Tingginya angka kematian seringkali disebabkan oleh faktor cuaca atau
penyakit. Faktor cuaca yang ekstrim seperti hujan yang terus menerus dan
suhu yang dingin seringkali menjadi penyebab kegagalan panen pada
budidaya udang vannamei. Selain itu, faktor penyebabkan kematian juga
dapat disebabkan oleh racun amoniak dan nitrit hasil sisa pakan dan juga
limbah berbahaya yang mencemari lingkungan. Untuk menekan angka
kematian, para pelaku usaha budidaya perikanan umumnya menggunakan bahan
obat-obatan kimia. Penggunaan obat-obatan kimia memang mampu secara
efektif menekan berkembangnya penyakit, namun disisi lain efek
negatifnya adalah residu bahan kimia pada kimia dapat menjadi masalah
kesehatan bagi manusia. Di beberapa negara maju sudah mulai mensyaratkan
komoditi ikan yang masuk ke negaranya harus bebas residu kimia. Oleh
karena itu pentingnya para pembudidaya perikanan di Indonesia untuk
menerapkan best aquaculture practices dalam sertifikasi produk
akuakultur yang diekspor, mensyaratkan praktek akuakultur yang ramah
lingkungan.
Perkembangan teknologi akuakultur saat ini perlu memfokuskan pada upaya
budidaya perikanan yang ramah lingkungan. Saat ini para pembudidaya
sudah mulai memanfaatkan mikroba probiotik untuk menekan bakteri
pathogen dan memperbaiki kondisi lingkungan air (bioremediasi).

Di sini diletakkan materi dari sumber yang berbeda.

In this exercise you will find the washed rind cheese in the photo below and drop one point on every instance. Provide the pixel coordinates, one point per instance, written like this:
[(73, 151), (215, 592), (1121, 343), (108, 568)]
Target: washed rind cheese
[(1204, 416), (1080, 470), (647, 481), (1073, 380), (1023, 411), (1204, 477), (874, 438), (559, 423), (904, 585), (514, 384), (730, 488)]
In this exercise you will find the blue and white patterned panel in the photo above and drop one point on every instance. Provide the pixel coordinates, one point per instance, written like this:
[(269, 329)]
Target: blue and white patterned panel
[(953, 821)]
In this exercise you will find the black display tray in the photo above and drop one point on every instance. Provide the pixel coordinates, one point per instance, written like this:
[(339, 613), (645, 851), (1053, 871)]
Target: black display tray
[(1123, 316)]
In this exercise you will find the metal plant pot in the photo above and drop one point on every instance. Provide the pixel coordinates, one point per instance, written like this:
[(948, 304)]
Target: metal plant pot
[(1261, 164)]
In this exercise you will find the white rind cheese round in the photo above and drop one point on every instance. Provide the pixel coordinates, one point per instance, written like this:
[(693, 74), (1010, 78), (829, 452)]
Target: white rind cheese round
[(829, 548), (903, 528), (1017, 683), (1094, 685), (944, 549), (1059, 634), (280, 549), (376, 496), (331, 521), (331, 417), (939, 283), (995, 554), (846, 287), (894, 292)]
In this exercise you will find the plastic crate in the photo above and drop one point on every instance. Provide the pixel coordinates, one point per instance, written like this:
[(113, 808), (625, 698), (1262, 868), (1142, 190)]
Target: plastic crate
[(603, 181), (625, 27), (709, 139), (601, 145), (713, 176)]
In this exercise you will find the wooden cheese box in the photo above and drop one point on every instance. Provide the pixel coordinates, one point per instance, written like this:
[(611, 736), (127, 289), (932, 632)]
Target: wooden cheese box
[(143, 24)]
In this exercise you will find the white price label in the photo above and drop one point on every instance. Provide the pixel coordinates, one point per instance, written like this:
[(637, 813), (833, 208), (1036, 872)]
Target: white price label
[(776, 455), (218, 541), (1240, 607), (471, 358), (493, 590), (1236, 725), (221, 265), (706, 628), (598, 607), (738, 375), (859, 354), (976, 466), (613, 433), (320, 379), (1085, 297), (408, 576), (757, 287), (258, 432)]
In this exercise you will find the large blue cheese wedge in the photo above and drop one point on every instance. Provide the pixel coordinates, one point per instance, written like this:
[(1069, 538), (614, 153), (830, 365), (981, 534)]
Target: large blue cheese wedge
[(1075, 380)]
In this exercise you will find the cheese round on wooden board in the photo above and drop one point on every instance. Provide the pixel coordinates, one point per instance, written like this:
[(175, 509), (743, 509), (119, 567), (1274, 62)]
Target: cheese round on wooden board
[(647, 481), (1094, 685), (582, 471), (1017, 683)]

Penggunaan probiotik untuk sektor perikanan cukup efektif untuk menekan
tingkat kematian dan meningkatkan produksi. Beberapa jenis mikroba mampu
meningkatkan konversi pakan (FCR) seperti golongan Lactobacillus.
Beberapa jenis mikroba juga mampu menetralisir racun amoniak dan nitrit
sisa pakan yang dapat membunuh ikan, beberapa jenis mikroba jenis ini
antara lain adalah Nitrobacter, Nitrosomonas, dll. Amoniak (NH3)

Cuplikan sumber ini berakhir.